Chez l’adulte qui ne souffre d’aucun mal particulier et

  • – qui est sédentaire (pas d’activité physique régulière) : 2 fois par an semble nécessaire en prévention mais, en recommandant tout de même, une activité physique régulière.
  • – qui est sportif (entraînements jusqu’à 2 fois par semaine) :
    Si le sport pratiqué présente peu de traumatismes : 2-3 fois par an
    Si il présente beaucoup de traumatismes : 4 voire 5 fois par an
  • – qui est sportif de haut niveau (entraînement > 2 fois par semaine) :
    Si le sport pratiqué présente peu de traumatismes : 1 fois tous les 2-3 mois
    Si le sport pratiqué présente beaucoup de traumatismes : minimum 1 fois par mois

Chez la personne qui se plaint quotidiennement de douleurs, les séances varieront en fonction de la plainte en question, avec une fréquence maximum d’une fois toute les 2 semaines.
Il est cependant nécessaire chez l’adulte, dans certains cas trés aigus, de rapprocher des séances avec 1 semaine d’intervalle mais cela est assez rare.

Chez le nouveau né, un bilan si tout va bien dans les 6 premiers mois (s’il n’y a pas de déformation de la voûte crânienne ou autre).
Ensuite, si absence de chute importante ou de trouble particulier, 1 fois par an.

Chez le nouveau né, si la voûte crânienne est très déformée ou si d’autres troubles, il faudra probablement plusieurs séances rapprochées et assez tôt après l’accouchement pour obtenir un résultat efficace.
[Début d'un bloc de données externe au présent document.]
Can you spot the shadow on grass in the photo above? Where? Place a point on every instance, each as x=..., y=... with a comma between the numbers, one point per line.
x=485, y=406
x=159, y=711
Chez la personne un peu plus âgée tout dépend de sa sédentarité, de la mobilité de ses articulations, de l’état de son arthrose et également du nombre de douleurs pour lesquelles elle se plaint.
Le travail sera essentiellement accès sur du travail musculaire afin de diminuer les compressions favorisant l’arthrose et redonner de la mobilité et du confort à ses articulations qui s’enraidissent avec l’âge.
Un entretien ostéopathique régulier est recommandé pour le patient âgé, la fréquence de consultation peut varier de l’ordre de 1 à 2 fois par mois pendant 1 ou 2 mois et ensuite 1 à 2 fois par trimestre.

Le nombre de consultation vous sera conseillé par votre ostéopathe qui décidera avec vous la fréquence optimale pour que vous restiez en pleine forme avec le minimum de séance par an.